In Little's test of MCAR the data are modeled as multidimensional, multivariate normal with mean 'mu' and covariance matrix 'sigma'. The test statistic is the sum of the squared standardized differences between sub-sample means and the expected population means weighted by the variance-covariance matrix and the number of observations. Under the null hypothesis, the test statistic follows a chi-square distribution with \(\sum k_j - k\) degrees of freedom, where \(k_j\) is the number of complete variables for missing data pattern \(j\), and \(k\) is the total number of variables. A statistically significant result provides evidence against MCAR.

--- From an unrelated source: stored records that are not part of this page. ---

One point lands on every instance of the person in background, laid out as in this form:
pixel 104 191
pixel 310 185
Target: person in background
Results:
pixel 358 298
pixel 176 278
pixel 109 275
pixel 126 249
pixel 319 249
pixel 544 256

When the normality assumption is not satisfied, the test will work for quantitative random variables but not categorical ones. Additionally, the test will not specify which variable(s) are not MCAR, and it fails to identify collinearity among variables. Third, the test can neither prove the MCAR assumption nor rule out the hypothesis of MNAR.
Value
a numeric matrix
- statistic
Chi-squared statistic for Little's test
- df
Degrees of freedom used to compute chi-square statistic
- p_value
P-value for the chi-square statistic
- pattern
Unique missing data patterns found
References
Little, R. J. A. (1988). A test of Missing Completely at Random for multivariate data with missing values. Journal of the American Statistical Association, 83, 1198-1202. https://doi.org/10.2307/2290157
code is adapted from Eric Stemmler: https://web.archive.org/web/20201120030409/https://stats-bayes.com/post/2020/08/14/r-function-for-little-s-test-for-data-missing-completely-at-random/
and naniar's mcar_test
.
Examples
set.seed(123)
data <- data.frame(x1 = stats::rnorm(100),x2 = stats::rnorm(100),y = stats::rnorm(100))
data$x1[sample(1:100, 20)] <- NA
data$x2[sample(1:100, 15)] <- NA
data$y[sample(1:100, 10)] <- NA
check.mcar(data,digits = 3)
#> Little's test of MCAR
#> statistic df p.value missing.patterns
#> 1 5.484 9 0.79 7